Des articles retournés à Amazon se sont retrouvés sur les étagères d’un commerce de liquidation du Grand Toronto sans que personne n'ait pris la peine de retirer les étiquettes d’expédition.
Le nom, l’adresse complète et parfois le numéro de téléphone de l’acheteur original étaient ainsi laissés à la vue de tous dans des magasins Top Binz, à Scarborough, dans l'est de Toronto.
D’abord informé par un client inquiet de l’entreprise, CBC/Radio-Canada a trouvé une trentaine d’étiquettes d’expédition, les deux tiers au nom d’Amazon, parmi les articles étalés pêle-mêle dans deux commerces de cette chaîne qui promet des trésors à bas prix.

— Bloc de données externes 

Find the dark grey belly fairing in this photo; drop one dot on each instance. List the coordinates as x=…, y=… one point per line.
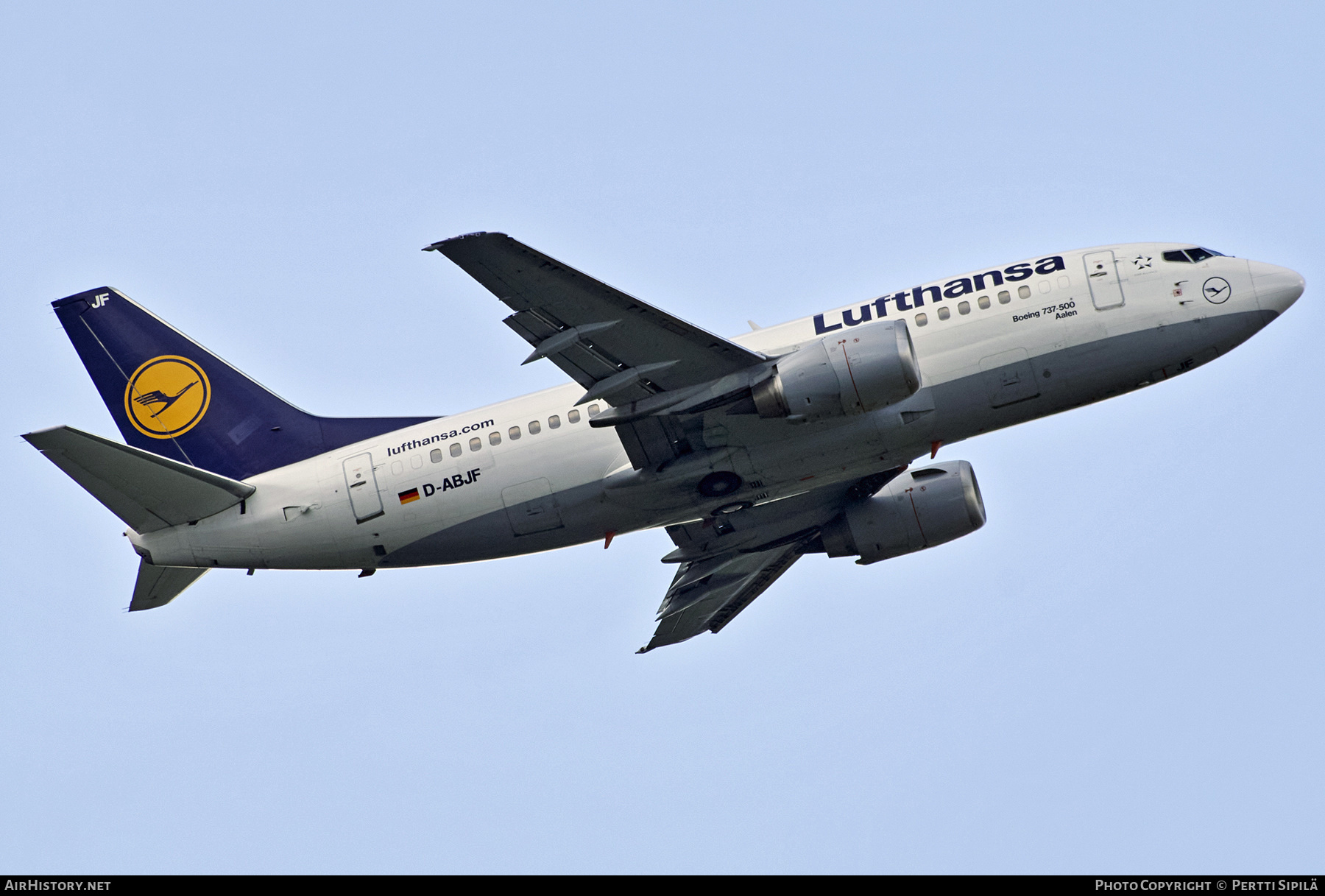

De découvrir que je retourne des articles et que mes renseignements personnels sont exposés, c’est choquant
, s’indigne Theresa Coppens, contactée au numéro de téléphone qui figurait sur une étiquette trouvée dans l’un des magasins.
Top Binz, qui possède trois succursales dans le Grand Toronto, achète des lots d’articles retournés ainsi que des surplus d’inventaire d’Amazon et d’autres détaillants à travers des distributeurs. L’entreprise revend ensuite ces produits à petit prix.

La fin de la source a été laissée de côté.